We can view these companies on a spectrum:
Vertical Task Automation: These companies create AI agents for specific industries. For example, Harvey is developing AI agents for the legal sector.
Specific Task Automation: Companies like Cognition Labs focus on one complex task (in their case, writing code) that applies across multiple industries.
Horizontal AI Agent Platforms: At the far end of the spectrum are companies like Lindy, which offer platforms with multiple AI agents capable of handling a variety of tasks like scheduling, note-taking, and document summarization.
The Promise of Agentic AI
While we're still in the very early days, the potential of Agentic AI is immense:
Enhanced Productivity: AI agents could handle complex, multi-step tasks, freeing up human workers for higher-level thinking and creativity.
Personalized Assistance: Imagine having an AI assistant that truly understands your needs and can proactively help across various aspects of your work and life.
Innovation Catalyst: Agentic AI could accelerate research and development across industries by autonomously exploring solutions and running experiments.
Improved Decision-Making: By processing vast amounts of data and identifying patterns, Agentic AI could provide valuable insights to inform strategic decisions.
Looking Ahead
As we conclude this introduction to Agentic AI, it's clear that we're on the cusp of a seismic shift.
In our upcoming articles, we'll dive deeper into specific applications of Agentic AI, explore the technologies driving its development, and discuss how startups and investors can position themselves to capitalize on this emerging trend.

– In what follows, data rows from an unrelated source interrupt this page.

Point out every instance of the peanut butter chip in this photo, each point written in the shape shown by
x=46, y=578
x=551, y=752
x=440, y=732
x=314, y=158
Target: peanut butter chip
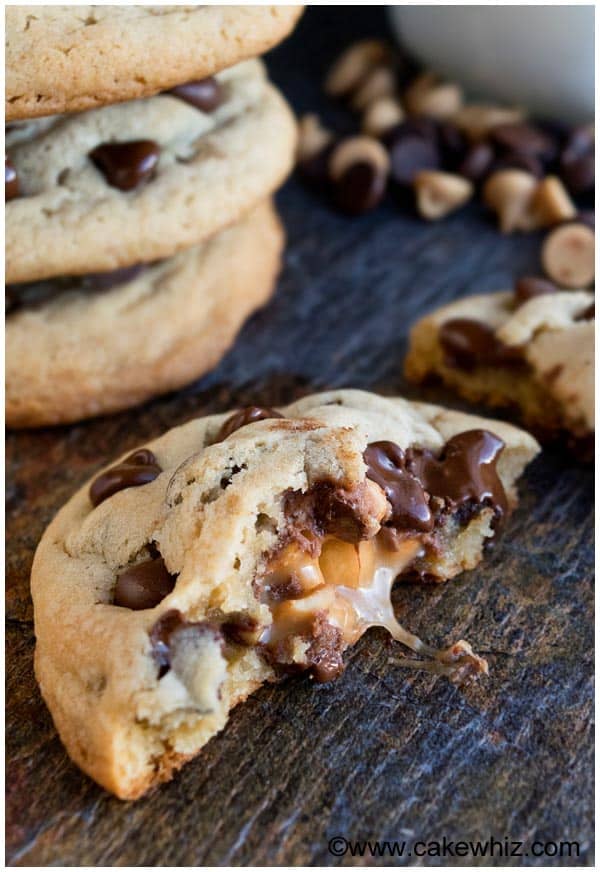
x=439, y=193
x=552, y=203
x=510, y=194
x=354, y=65
x=568, y=255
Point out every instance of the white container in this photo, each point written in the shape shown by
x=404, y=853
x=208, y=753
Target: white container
x=539, y=57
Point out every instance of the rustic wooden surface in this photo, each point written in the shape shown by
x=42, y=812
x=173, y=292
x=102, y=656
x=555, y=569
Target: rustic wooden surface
x=379, y=753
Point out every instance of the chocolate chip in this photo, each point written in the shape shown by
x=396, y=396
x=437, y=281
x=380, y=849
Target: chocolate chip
x=468, y=343
x=126, y=165
x=516, y=160
x=204, y=94
x=523, y=138
x=529, y=287
x=579, y=174
x=315, y=169
x=412, y=151
x=477, y=162
x=245, y=416
x=144, y=585
x=139, y=468
x=453, y=145
x=359, y=189
x=465, y=471
x=160, y=638
x=171, y=629
x=577, y=161
x=11, y=182
x=588, y=314
x=386, y=466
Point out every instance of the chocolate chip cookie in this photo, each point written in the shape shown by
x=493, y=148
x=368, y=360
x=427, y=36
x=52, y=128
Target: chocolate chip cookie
x=238, y=549
x=532, y=349
x=69, y=58
x=139, y=181
x=80, y=346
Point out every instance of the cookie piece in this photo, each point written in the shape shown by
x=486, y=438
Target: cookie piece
x=140, y=181
x=69, y=58
x=536, y=355
x=260, y=544
x=76, y=348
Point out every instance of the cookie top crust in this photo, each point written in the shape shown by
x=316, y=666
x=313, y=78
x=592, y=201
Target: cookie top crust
x=70, y=343
x=138, y=181
x=72, y=58
x=554, y=333
x=200, y=510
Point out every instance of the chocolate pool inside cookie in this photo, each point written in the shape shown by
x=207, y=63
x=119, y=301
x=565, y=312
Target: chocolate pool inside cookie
x=331, y=576
x=468, y=343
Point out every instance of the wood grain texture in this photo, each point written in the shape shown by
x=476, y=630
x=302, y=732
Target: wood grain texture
x=379, y=754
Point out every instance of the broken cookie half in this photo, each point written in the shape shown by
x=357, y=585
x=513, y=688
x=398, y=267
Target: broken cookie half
x=238, y=549
x=532, y=349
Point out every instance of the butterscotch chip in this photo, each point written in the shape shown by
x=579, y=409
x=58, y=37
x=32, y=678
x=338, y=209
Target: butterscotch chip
x=427, y=96
x=477, y=120
x=381, y=116
x=439, y=193
x=164, y=606
x=552, y=203
x=510, y=194
x=353, y=66
x=568, y=255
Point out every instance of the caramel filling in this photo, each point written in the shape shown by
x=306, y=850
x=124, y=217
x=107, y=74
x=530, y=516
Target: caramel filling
x=349, y=586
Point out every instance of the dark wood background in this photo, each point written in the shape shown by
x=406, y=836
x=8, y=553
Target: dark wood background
x=380, y=753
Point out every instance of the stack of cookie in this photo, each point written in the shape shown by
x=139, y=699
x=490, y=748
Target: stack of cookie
x=143, y=147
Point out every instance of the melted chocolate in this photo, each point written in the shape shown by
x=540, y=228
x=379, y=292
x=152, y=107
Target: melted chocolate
x=465, y=471
x=11, y=182
x=386, y=466
x=34, y=294
x=245, y=416
x=204, y=94
x=144, y=585
x=139, y=468
x=163, y=636
x=126, y=165
x=468, y=343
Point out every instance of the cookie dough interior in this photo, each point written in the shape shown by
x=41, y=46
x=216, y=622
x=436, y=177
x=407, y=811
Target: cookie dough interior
x=235, y=550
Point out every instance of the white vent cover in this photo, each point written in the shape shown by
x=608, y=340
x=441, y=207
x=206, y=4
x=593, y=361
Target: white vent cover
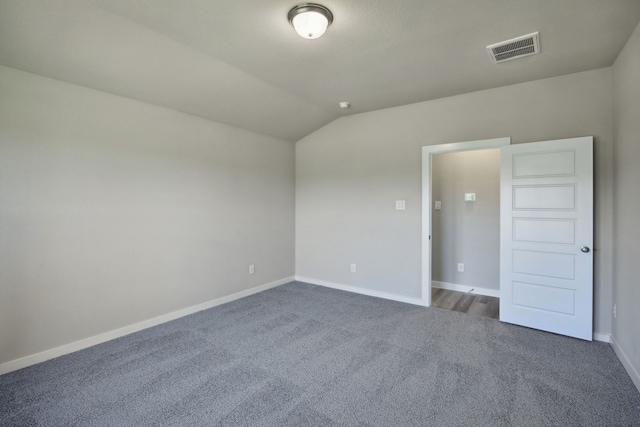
x=514, y=48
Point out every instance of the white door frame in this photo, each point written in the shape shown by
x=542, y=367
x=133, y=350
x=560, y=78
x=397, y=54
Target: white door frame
x=427, y=152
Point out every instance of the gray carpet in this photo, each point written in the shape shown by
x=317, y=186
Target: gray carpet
x=302, y=355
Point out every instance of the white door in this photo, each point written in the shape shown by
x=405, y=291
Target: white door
x=546, y=229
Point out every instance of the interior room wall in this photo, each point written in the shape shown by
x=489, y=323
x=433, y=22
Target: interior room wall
x=626, y=161
x=113, y=211
x=466, y=232
x=350, y=173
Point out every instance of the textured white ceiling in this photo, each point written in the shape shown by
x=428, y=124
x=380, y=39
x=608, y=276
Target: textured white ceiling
x=240, y=62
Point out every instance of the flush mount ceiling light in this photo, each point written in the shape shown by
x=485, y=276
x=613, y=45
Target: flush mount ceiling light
x=310, y=20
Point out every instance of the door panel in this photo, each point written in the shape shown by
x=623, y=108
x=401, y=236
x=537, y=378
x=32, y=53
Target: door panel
x=546, y=217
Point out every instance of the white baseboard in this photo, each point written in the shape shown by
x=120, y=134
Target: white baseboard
x=362, y=291
x=23, y=362
x=464, y=288
x=626, y=362
x=597, y=336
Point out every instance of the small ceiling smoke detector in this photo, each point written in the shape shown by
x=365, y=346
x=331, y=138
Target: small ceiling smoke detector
x=515, y=48
x=310, y=20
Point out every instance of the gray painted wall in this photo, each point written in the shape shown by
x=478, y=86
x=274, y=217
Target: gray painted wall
x=113, y=211
x=466, y=232
x=349, y=174
x=626, y=164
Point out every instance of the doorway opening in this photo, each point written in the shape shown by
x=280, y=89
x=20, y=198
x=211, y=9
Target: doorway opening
x=465, y=231
x=461, y=226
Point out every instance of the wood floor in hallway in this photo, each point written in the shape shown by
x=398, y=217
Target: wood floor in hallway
x=477, y=305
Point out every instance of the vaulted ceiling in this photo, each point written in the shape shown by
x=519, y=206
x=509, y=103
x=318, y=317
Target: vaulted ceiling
x=240, y=62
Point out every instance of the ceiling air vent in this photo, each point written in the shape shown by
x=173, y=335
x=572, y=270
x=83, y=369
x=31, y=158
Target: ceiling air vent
x=514, y=48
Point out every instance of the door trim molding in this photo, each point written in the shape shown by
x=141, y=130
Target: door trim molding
x=427, y=152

At Untapped Ventures, we're excited about the potential of Agentic AI to create new markets and transform existing industries. We're actively seeking out and supporting innovative startups working in this space, as we believe they'll play a crucial role in shaping the future of AI and its impact on business and society.
Stay tuned for our next installment, where we'll explore real-world use cases of Agentic AI and how they're already beginning to reshape various industries.
As shared by Andrew Ng, “AI agent workflows will drive massive AI progress this year—perhaps even more than the next generation of foundation models. This is an important trend, and I urge everyone who works in AI to pay attention to it.”